I want to finish by getting us to think about how we read the Old Testament? These things happened before Jesus was born. Can we learn anything from this story about Jesus.
Firstly, we know that Jesus himself was familiar with this story.
Matthew 12:38–41 NIV
38 Then some of the Pharisees and teachers of the law said to him, “Teacher, we want to see a sign from you.” 39 He answered, “A wicked and adulterous generation asks for a sign! But none will be given it except the sign of the prophet Jonah. 40 For as Jonah was three days and three nights in the belly of a huge fish, so the Son of Man will be three days and three nights in the heart of the earth. 41 The men of Nineveh will stand up at the judgment with this generation and condemn it; for they repented at the preaching of Jonah, and now something greater than Jonah is here.
So Jesus read these scriptures too. And he used Jonah as an example to talk about his own coming death and resurrection. God sent the fish as a way to rescue Jonah. Jesus’ death was a means of rescue for us.

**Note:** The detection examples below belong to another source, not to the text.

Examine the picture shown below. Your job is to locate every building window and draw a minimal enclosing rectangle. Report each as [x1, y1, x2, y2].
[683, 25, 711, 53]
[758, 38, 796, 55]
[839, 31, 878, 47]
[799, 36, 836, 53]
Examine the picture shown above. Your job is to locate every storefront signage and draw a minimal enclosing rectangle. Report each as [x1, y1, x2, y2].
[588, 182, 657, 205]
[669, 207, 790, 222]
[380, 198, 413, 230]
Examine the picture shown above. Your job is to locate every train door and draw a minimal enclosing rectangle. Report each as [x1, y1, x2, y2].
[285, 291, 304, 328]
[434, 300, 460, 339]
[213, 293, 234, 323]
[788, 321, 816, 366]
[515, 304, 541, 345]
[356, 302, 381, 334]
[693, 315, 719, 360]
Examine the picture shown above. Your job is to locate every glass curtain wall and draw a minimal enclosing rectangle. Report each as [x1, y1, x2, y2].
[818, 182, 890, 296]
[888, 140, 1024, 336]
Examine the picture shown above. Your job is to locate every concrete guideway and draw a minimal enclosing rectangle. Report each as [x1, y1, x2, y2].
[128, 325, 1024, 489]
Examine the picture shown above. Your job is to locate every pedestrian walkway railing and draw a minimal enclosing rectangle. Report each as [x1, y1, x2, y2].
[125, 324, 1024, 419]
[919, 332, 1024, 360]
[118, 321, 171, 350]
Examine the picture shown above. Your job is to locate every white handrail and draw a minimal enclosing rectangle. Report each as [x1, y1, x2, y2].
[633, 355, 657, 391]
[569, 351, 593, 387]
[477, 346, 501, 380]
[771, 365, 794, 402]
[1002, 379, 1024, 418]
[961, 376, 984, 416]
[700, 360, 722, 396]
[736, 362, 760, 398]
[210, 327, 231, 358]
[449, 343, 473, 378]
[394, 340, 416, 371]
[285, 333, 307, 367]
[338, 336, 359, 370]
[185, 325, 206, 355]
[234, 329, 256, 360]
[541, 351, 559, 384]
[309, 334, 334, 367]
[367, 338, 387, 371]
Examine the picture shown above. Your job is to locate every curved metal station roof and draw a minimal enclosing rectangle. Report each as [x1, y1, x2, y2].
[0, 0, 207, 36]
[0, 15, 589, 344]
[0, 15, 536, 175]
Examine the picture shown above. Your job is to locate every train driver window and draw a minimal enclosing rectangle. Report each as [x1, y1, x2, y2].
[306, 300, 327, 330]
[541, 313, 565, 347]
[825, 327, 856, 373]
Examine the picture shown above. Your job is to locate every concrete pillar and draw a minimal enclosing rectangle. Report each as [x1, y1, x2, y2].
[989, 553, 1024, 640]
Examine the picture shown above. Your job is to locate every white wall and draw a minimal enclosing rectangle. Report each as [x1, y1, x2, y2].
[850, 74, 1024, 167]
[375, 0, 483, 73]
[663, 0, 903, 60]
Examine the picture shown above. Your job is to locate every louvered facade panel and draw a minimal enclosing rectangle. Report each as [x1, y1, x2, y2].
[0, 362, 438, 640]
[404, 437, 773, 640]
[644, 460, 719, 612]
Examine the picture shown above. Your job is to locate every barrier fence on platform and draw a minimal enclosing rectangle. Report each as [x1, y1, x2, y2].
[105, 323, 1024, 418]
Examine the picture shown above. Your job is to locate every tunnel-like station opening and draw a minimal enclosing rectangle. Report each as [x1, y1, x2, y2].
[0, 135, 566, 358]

But Jesus says something really provocative at the end. He says ‘something greater than Jonah is here’.
Someone greater than a prophet who hears directly from God. Some people say that Jesus was a prophet. Just a prophet. That is one of the teachings of Islam. But here, Jesus is saying that he is greater than a prophet. What is the proof? Here’s a story that three of the gospel writers included, because it was so important to them:
Luke 8:22–25 NIV
22 One day Jesus said to his disciples, “Let us go over to the other side of the lake.” So they got into a boat and set out. 23 As they sailed, he fell asleep. A squall came down on the lake, so that the boat was being swamped, and they were in great danger. 24 The disciples went and woke him, saying, “Master, Master, we’re going to drown!” He got up and rebuked the wind and the raging waters; the storm subsided, and all was calm. 25 “Where is your faith?” he asked his disciples. In fear and amazement they asked one another, “Who is this? He commands even the winds and the water, and they obey him.”
Does this remind you of anything? A guy sleeping in a boat while a storm rages. Experienced sailors are terrified. The boat is in danger. At first we think, JONAH! But this story ends so differently. Jesus got up. Remember how everyone was telling Jonah to get up, and he only got up to run away? Jesus got up, and he rebuked the winds and the waves, and the storm stopped dead. Remember how uncommon it was for a storm to stop dead, but this one did.
Just like the sailors in Jonah’s story, the sailors here, the disciples, are terrified. I think they have the same emotional experience as Jonah’s crew. The storm stops, and the realise the power that they are in contact with.
“Who is this? He commands even the winds and the water, and they obey him.”
Remember what we learned about God from the story of Jonah. He is the one who commands the wind and the waves. And here is Jesus, commanding the wind and the waves.

Jesus is greater than Jonah

Jonah ran from the mercy of God. He didn’t want to get up and take the message of repentance to the evil city. He slept in the boat while everyone on board was in danger of drowning. He had the gift of prophecy, but not the character. We’ll see more of that as his story goes on. And yet the great story of Jonah points to the one who was to come who is greater than Jonah. It shows us the divinity of Jesus, who commands the wind and the waves.
Over the next few weeks, I want to invite you as we study Jonah together to be looking out for what we can learn from Jonah, what we can learn about God and His character, and to be thinking about how we can see Jesus, the greater one.